9 So far as it was submitted that the applicant’s criminality was mitigated by the circumstance that he had been dealing to feed an addiction, a matter which can be taken into account in appropriate circumstances, as noted in Regina v Bernath 1997 1 VR 271, and Regina v Selim NSWCCA 19 May 1998, he faces the problem that this was the very opposite of the evidence which he gave, to the effect that all of the drugs were for his own use and that he was not selling. Moreover, there was nothing in the evidence to suggest that he had an addiction as distinct from a habit, albeit a longstanding one, of using recreationally on weekends.
10 Having regard to the nature of the drugs involved and the fact that there were three offences, I am unpersuaded that the case was one which would have been appropriate for a non-custodial sentence.
11 In order to succeed, the applicant must show that some sentence other than that imposed was warranted in law and should have been passed. Regina v Simpson (2001) 53 NSWLR 704 at 722-721 and Regina v Kirikian [2002] NSWCCA 422, at para 24.

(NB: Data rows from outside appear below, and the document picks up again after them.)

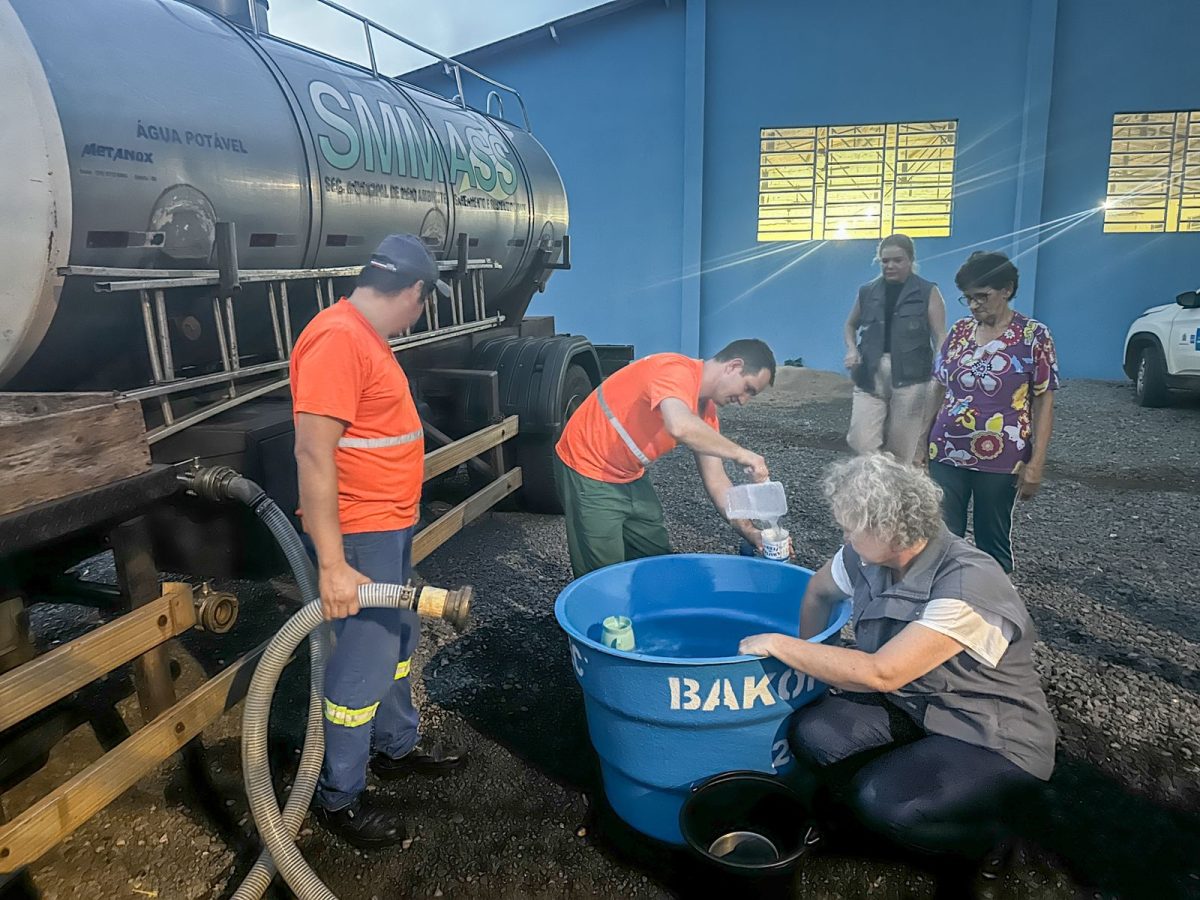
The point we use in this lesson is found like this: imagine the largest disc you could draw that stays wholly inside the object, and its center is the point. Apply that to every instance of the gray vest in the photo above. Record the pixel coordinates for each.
(912, 342)
(1001, 708)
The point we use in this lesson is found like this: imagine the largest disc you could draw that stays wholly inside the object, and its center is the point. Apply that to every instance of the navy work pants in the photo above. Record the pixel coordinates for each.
(925, 792)
(994, 495)
(367, 682)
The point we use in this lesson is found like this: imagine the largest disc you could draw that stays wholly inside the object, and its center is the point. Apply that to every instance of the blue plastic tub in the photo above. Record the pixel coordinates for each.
(683, 707)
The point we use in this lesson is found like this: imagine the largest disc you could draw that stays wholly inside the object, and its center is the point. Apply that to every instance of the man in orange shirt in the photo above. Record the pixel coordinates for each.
(637, 414)
(360, 453)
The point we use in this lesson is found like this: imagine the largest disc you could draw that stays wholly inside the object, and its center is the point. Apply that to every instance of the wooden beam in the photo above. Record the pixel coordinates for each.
(47, 822)
(457, 453)
(48, 678)
(471, 509)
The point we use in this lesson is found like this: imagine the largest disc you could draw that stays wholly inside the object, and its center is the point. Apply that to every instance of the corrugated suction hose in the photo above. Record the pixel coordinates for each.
(277, 828)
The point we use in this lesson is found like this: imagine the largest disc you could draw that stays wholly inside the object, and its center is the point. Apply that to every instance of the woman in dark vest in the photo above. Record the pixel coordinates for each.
(897, 322)
(940, 725)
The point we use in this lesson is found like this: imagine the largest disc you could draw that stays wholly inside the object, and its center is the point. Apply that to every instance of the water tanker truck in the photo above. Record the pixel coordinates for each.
(180, 192)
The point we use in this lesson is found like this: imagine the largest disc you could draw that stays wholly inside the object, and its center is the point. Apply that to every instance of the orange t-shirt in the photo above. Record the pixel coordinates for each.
(342, 369)
(592, 447)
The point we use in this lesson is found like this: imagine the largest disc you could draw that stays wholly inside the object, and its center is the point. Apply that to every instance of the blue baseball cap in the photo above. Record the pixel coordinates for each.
(406, 255)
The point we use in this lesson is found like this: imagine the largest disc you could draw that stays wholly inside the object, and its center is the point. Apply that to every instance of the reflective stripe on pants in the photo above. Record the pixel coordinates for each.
(347, 717)
(361, 673)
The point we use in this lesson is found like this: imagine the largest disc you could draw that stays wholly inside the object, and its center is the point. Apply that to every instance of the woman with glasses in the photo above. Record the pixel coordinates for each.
(990, 436)
(891, 334)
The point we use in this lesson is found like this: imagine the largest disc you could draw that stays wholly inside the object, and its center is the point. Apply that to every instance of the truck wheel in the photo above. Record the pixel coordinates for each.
(535, 453)
(1151, 379)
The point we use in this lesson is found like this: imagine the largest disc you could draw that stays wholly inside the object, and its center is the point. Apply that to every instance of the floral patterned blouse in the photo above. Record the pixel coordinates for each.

12 Although the sentences were at the top of the range, particularly for the cannabis offence, I am not persuaded that this threshold has been passed, or that the applicant’s subjective circumstances were not properly catered for by a particularly favourable non-parole period.
13 I would grant leave to appeal but I would dismiss the appeal.
14 DOWD J: I agree.
15 BELL J: I also agree.
16 WOOD CJ at CL: The order of the Court will therefore be as I have proposed.